The list accumulation pattern works because Python lists are designed for efficient appending (amortized O(1) per append), while DataFrames are designed for efficient columnar operations on fixed-size data.
Performance Considerations
Understanding when to use each method depends on your specific situation:
Time Complexity:
loc[]for single row: O(1) amortized, but may trigger copypd.concat()for two DataFrames: O(n + m) where n and m are row counts- Repeated
concat()in loop: O(n²) total—avoid this - List accumulation then DataFrame: O(n) total
Memory Implications:
Every pd.concat() call creates a new DataFrame. The original DataFrames remain in memory until garbage collected. For large DataFrames, this can temporarily double your memory usage:
# Memory-conscious concatenation for very large DataFrames
import pandas as pd
df1 = pd.DataFrame({'a': range(1000000)})
df2 = pd.DataFrame({'a': range(1000000, 2000000)})
# This temporarily holds both originals plus the result
result = pd.concat([df1, df2], ignore_index=True)
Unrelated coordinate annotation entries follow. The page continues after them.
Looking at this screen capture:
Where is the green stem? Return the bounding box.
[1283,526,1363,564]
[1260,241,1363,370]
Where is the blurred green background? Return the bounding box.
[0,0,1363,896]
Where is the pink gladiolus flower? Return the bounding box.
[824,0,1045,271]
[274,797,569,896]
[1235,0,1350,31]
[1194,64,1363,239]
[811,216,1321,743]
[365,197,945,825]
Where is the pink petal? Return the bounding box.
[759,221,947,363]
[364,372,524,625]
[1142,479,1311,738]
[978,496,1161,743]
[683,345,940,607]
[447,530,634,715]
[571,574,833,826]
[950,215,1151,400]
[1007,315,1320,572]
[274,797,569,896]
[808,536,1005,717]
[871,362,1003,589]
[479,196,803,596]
# Explicitly delete originals if memory is tight
del df1, df2
When to Use Each Approach:
| Scenario | Recommended Method |
|---|---|
| Adding one row to small DataFrame | df.loc[len(df)] = row |
| Adding one row to large DataFrame | pd.concat() with ignore_index=True |
| Combining multiple existing DataFrames | pd.concat([df1, df2, df3]) |
| Building DataFrame in a loop | List accumulation, then pd.DataFrame(rows) |
| Streaming data (continuous additions) | Batch rows, periodic concat() |
Summary
The deprecation of DataFrame.append() pushed the Pandas community toward more explicit and performant patterns. Here’s your quick reference:
| Method | Best For | Watch Out For |
|---|---|---|
pd.concat([df, new_df]) |
General-purpose row addition | Memory usage with large DataFrames |
df.loc[index] = row |
Single rows with known index | Non-sequential indices |
| List accumulation | Building DataFrames in loops | Remember to convert at the end |
For most day-to-day work, pd.concat() with ignore_index=True is your default choice. It’s explicit, flexible, and handles edge cases well.
The single most important takeaway: never append inside a loop. Collect your data in a list, then create or concatenate once. This simple change can turn a script that takes minutes into one that completes in seconds.